Witches are up in arms and – presumably – falling off of their broomsticks at the news that the popular beauty product brand Sephora have begun to sell witch ‘starter kits’. Those whom practice witchcraft – or ‘Wicca’ as it more properly known – have accused Sephora of cultural appropriation.
In a tie-in for Halloween, Sephora’s ‘Starter Witch Kit’ contains a pack of tarot cards, a rose quartz crystal, a sage stick and a small selection of spooky perfumes. The French-based fashion company have reported encouraging sales, but the small boxes of treats have been condemned by people who follow the Wiccan religion.
Sephora jump on the ‘black magic bandwagon’

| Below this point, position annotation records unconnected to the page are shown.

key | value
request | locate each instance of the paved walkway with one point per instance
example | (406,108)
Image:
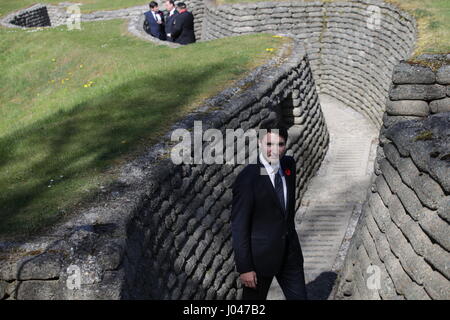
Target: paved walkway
(330,207)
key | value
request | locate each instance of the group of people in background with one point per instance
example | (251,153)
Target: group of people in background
(177,26)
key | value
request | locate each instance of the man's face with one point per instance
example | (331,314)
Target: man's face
(169,6)
(273,147)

One commentator said: “Sephora is selling witch kits to white girls who see it as a trend when in reality witchcraft was started by Africans and Native Americans. It seriously just makes me sad how people are using other people’s religions/cultures as a bandwagon to sell for Halloween.”
The R&B singer-songwriter SZA, whom has been nominated for both Grammy and MOBO Awards, joined in with the condemnation of the kits. She said via Twitter: “This whole over the counter tarot cards x Sephora starter witch kit dangerous es hell and very headass .. don’t do magic at the mall kids.”

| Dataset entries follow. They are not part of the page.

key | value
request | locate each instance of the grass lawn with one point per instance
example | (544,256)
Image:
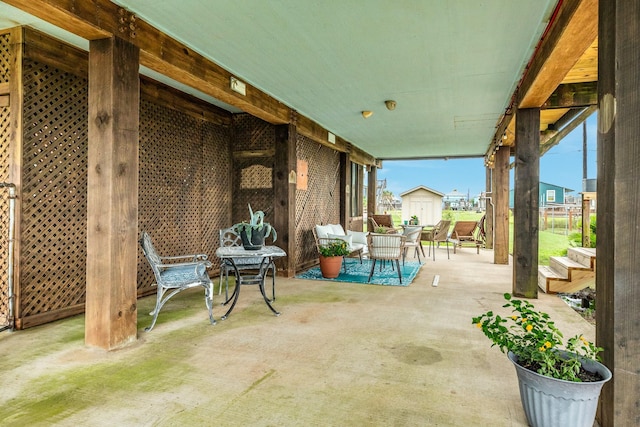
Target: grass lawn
(550,244)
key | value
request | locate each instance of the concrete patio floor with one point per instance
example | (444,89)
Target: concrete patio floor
(339,355)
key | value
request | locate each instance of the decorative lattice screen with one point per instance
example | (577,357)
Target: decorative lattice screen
(184,192)
(320,202)
(253,175)
(54,191)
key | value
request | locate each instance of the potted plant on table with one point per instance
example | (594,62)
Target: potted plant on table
(331,257)
(255,231)
(559,384)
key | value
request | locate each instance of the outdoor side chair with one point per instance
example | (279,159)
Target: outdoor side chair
(175,274)
(412,234)
(228,237)
(465,232)
(440,235)
(385,247)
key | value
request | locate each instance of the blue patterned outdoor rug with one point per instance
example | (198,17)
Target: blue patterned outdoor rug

However, some people claim that the outrage is not about cultural appropriation, but the fear of some Wiccan practitioners that Sephora’s witch kit will hit the sales of their own products, which they sell without the intervention or investment of a major partner.
Are black magic witches fearful of losing sales?
One posted on Twitter: “I don’t understand girls, how are you gunna be mad @ Sephora for selling witch kits when you’re selling the same stuff on your ~spooky~ etsy shop?”
Despite what Wiccan black magic practitioners claim, the Wicca religion developed in England in the 1900s and was re-introduced in the UK in 1954. In the USA it is now estimated that there are around 135,000 adherents of the Wiccan religion. In the UK that figure is thought to be close to 12,000.